After graduating, Doug got a job in the chemical research department at Ontario Hydro, now Hydro One, where he worked until his retirement in 1984. Angela was a stay-at-home mom but continued to take part-time photographic jobs to supplement the family income for a few years. Angela, Doug and their children lived in the apartment on Pape Avenue until 1956. Doug’s full-time salary gradually improved the family’s financial situation. In 1956, they bought a small bungalow on Ranee Avenue in North York. Brian and Susan left home in the late 1960s.
Doug died of cancer in 1994. Angela lived alone on Ranee Avenue for another dozen years. She was convinced Doug’s spirit was there, in the house, taking care of her. In one of the final memoir fragments she wrote:
At the beginning of 2002 the alarm system went off again. Security said that two of the sensors went off at the same time.
The security alarm went off several times in the early mornings for no apparent reason. A check of the house and entrances found nothing was amiss.

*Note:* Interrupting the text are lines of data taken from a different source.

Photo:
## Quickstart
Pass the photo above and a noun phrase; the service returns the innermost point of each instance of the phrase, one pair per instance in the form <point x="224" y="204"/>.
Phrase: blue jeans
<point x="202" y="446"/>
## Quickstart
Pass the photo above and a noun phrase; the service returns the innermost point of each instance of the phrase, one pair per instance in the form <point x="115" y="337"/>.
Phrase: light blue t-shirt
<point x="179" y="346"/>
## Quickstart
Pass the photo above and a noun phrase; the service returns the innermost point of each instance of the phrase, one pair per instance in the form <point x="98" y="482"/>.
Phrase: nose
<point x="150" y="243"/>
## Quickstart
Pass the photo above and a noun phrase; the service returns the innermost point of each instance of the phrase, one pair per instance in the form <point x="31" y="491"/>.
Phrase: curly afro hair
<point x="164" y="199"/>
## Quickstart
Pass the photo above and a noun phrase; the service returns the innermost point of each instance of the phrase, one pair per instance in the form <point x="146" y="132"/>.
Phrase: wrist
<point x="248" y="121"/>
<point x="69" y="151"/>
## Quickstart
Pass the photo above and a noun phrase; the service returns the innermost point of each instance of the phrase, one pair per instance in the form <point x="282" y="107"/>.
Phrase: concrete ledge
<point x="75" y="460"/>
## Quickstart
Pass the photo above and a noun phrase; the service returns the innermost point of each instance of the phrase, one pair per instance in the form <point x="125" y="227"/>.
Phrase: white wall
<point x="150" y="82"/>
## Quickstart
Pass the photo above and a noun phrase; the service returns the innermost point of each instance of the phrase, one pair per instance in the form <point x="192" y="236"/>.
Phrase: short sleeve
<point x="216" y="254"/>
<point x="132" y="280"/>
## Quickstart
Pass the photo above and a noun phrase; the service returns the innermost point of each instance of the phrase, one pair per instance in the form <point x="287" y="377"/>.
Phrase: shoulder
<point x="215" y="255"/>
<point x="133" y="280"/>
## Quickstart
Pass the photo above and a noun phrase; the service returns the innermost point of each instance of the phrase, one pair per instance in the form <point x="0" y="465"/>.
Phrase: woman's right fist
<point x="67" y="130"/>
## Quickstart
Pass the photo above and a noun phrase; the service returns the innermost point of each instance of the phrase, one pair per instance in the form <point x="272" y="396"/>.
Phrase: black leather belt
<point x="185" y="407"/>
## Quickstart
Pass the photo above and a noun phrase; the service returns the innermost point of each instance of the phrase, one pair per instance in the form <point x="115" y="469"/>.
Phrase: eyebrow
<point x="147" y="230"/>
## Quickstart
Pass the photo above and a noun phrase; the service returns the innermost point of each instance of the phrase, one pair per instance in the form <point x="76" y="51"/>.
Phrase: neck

One winter weekend I came home… and found a note in my door from security, saying that the alarm went off several times that day. They checked the outside of the house but found no signs of a break-in.
I asked Doug’s spirit to stop setting the alarm off, especially after midnight, because it scares me. It never went off again.
I walked into the furnace room one day and got a strong whiff of the perfumed pipe tobacco Doug smoked.
For some years in the middle 2000s, I’ve been hearing light taps behind the fridge and a soft ring that seemed to be coming from the alarm system in the entrance hall.
One day my son and I were in the den when we heard some loud banging which seemed to be coming from the kitchen, behind the fridge. My son wanted to know what the noise was. I told him it was Dad behind the fridge. My son said, “Dad never believed in spirits.”
Doug stood at the foot of our bed for only a few seconds; he was wearing a striped sleeveless sweater, the type his mother knitted for him.